Muitas vezes, cantarolar “Somos todos iguais nessa noite” nos dá um certo alívio em nosso encontro com uma humanidade corriqueira. Em outros momentos, garantir a nossa individualidade, as nossas diferenças, o nosso eu sou eu, mais eu e muito eu. Quando se alcança exatamente isso, é um enorme ganho: mostra-se o individual para nos apresentar a condição humana, a matriz da arte. “A Visita” consegue esse efeito com acerto.
“A visita” é um monólogo rápido e certeiro com Carol Duarte, com um figurino que acompanha o estado da alma da personagem. Carol, em um desempenho extraordinário, é uma “executiva” em “burn-out”: quando a pessoa enlouquece das pressões da sociedade do desempenho, do capitalismo Instagram, quando tudo o que se faz tem que receber likes.

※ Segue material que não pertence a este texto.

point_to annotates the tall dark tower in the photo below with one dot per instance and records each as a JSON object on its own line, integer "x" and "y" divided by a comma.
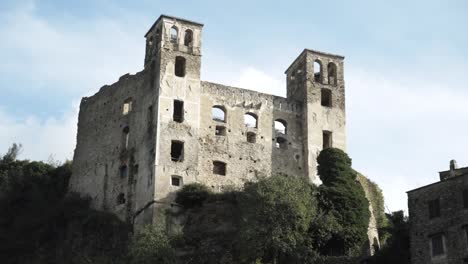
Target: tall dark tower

Outros méritos são realizados pelos outros dois pés que realizam um espetáculo de excelência (texto e direção). O texto de Aline Klein vai na contramão do da maioria dos espetáculos atuais. O teatro de libelo ou de teatro de nicho com seus recortes focam o drama do humano em um ponto — o enlouquecimento por pressão acontece com todo e qualquer e é um dos mais graves males de nossa sociedade. Desde o Jardim de infância até o doutorado, do faxineiro ao presidente da empresa, a loucura se apresenta na vida e é evidência nessa joia que é o texto de Aline Klein.
A direção de Murilo Basso localiza a ação em um ambiente difuso, com a iluminação que aguça o que acontece com Carol: o personagem não é nomeado, assim como a visita, parada na vertical, no meio de algo que a prende sem ferros.. E aí se dá o fenômeno, com uma expressão corporal, com movimentos amplos e contidos, raivosos ressentidos. Carol não sai do lugar, assim como a sua vida.
Em um tempo curto, não há nada além; é conciso, enxuto, impactante. Ah! e “A Visita”? É alguém do trabalho da personagem, mas funciona como um interlocutor que é o gatilho da epifania: gritar, revoltar-se, expor-se, denunciar. Quando acaba, sentimos inveja da coragem e da ousadia da mulher. Eu e a torcida do Flamengo adoraríamos gritar contra a sociedade atual: “Salve, Carol! Salve, Aline! Salve, Murilo!”